# 30 ST MARY AXE wins 37th Hall of Fame contest!



## wjfox (Nov 1, 2002)

*Most Futuristic Skyscraper*



*1. 30 St Mary Axe (SwissRe), London* - 86 votes (40%)















*2. Bank of China Tower, Hong Kong* - 50 votes (23.26%)















*3. Burj Al Arab, Dubai* - 33 votes (15.35%) - tied for 3rd place















*3. Petronas Towers, Kuala Lumpur* - 33 votes (15.35%) - tied for 3rd place















*5. Emirates Towers, Dubai* - 13 votes (6.05%)


----------



## Jamandell (d69) (May 24, 2006)

Woo! Go Swiss Re! I think I remember voting in this (must have been a while back) But this result certainly makes me proud 

Although the other buildings are all fantastic too.


----------



## gothicform (Jul 25, 2002)

how many has swiss re won now?


----------



## Newcastle Guy (Jul 8, 2005)

I'm happy Swiss Re won, definately when it had some really tough competition.
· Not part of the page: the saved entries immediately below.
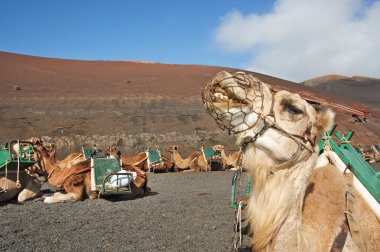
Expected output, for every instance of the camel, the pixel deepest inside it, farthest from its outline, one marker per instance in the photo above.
(194, 162)
(27, 187)
(141, 161)
(76, 180)
(293, 205)
(23, 184)
(68, 161)
(231, 162)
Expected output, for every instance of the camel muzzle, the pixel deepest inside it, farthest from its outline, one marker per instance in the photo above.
(229, 98)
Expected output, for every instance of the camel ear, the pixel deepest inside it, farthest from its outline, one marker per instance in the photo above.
(325, 119)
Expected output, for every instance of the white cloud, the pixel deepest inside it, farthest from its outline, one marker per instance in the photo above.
(303, 39)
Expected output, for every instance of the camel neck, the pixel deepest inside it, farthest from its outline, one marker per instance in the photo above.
(276, 202)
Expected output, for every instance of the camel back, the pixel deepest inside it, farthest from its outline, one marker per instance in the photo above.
(365, 173)
(20, 161)
(154, 159)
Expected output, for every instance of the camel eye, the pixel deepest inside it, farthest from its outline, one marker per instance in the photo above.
(292, 109)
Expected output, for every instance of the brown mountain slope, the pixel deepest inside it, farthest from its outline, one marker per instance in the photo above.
(129, 104)
(357, 88)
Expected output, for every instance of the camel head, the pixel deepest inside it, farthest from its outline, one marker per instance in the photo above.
(277, 123)
(218, 147)
(172, 148)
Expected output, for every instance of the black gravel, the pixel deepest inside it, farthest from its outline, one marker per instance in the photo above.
(186, 212)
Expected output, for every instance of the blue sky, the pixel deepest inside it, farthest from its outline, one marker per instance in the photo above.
(291, 39)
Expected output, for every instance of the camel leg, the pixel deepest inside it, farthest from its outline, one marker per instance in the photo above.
(69, 197)
(30, 191)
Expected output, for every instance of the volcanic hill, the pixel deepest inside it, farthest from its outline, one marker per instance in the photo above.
(132, 105)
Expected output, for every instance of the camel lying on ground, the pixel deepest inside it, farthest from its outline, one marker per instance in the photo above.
(292, 206)
(232, 161)
(141, 161)
(28, 187)
(24, 185)
(194, 162)
(76, 181)
(68, 161)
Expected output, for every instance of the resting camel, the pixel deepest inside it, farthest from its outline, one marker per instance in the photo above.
(67, 162)
(194, 162)
(141, 161)
(229, 162)
(28, 187)
(23, 185)
(76, 181)
(293, 206)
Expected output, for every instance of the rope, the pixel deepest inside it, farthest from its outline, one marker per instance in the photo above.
(353, 225)
(69, 164)
(18, 184)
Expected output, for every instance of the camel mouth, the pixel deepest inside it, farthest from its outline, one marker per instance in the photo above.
(222, 98)
(229, 99)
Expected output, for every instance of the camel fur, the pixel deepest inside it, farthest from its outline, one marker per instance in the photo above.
(140, 160)
(194, 162)
(293, 205)
(30, 186)
(230, 162)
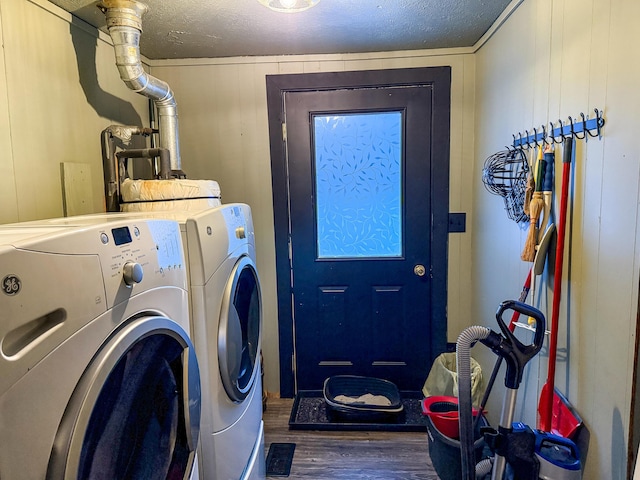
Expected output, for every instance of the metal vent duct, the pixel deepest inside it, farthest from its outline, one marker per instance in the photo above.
(124, 22)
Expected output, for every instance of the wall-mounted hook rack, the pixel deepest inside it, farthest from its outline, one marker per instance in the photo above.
(579, 129)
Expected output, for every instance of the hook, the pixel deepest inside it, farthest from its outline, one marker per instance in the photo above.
(553, 134)
(597, 124)
(584, 128)
(561, 131)
(573, 132)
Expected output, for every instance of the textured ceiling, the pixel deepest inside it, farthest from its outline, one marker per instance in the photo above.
(225, 28)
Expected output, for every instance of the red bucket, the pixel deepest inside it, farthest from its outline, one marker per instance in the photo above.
(443, 412)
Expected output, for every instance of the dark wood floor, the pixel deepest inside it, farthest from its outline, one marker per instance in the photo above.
(348, 455)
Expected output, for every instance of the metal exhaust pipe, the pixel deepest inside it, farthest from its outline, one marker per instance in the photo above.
(124, 22)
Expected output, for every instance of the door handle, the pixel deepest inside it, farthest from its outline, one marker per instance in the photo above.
(419, 270)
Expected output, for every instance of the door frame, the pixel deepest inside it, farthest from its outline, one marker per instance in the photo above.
(439, 79)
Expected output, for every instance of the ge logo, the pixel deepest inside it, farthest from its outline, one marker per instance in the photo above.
(11, 285)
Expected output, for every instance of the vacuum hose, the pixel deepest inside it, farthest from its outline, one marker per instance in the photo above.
(465, 415)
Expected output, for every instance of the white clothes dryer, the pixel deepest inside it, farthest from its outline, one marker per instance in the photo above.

BOC for instance is an amazing building, I hope Broadgate Tower which is U/C in London will have a similar neon lighting on it's cross bracing.


----------



## MNL (Jan 13, 2007)

Swiss Re is amazing..


----------



## Manila-X (Jul 28, 2005)

Congrats. It's actually my favourite Euro scraper other than The Messeturm


----------



## Brendan (Feb 24, 2006)

Yes it is definitely one of my favorite buildings in the world. Congrats.


----------



## hkskyline (Sep 13, 2002)

Swiss Re's shape is very unconventional and not surprising given Foster's track record. Well done.


----------



## El_Greco (Apr 1, 2005)

:banana:


----------



## NothingBetterToDo (Sep 11, 2002)

wow, it won by a large margin too

It has its faults, but its still a fantastic building


----------



## Newcastle Guy (Jul 8, 2005)

Here are some amazing picture I found of it on flickr, seeing this I can see why it won

http://www.flickr.com/photos/jonlucas/262554337/

http://www.flickr.com/photos/jonlucas/262554426/in/photostream/



















Also I didn't know until recently it was voted the most admired new building in the world in 2005 by a survey of the world's largest firms of architects


----------



## SouthernEuropean (Apr 2, 2007)

superb design...


----------



## Liwwadden (Nov 12, 2005)

Edit


----------



## 3dinge (Nov 18, 2009)

I vote for petronas


----------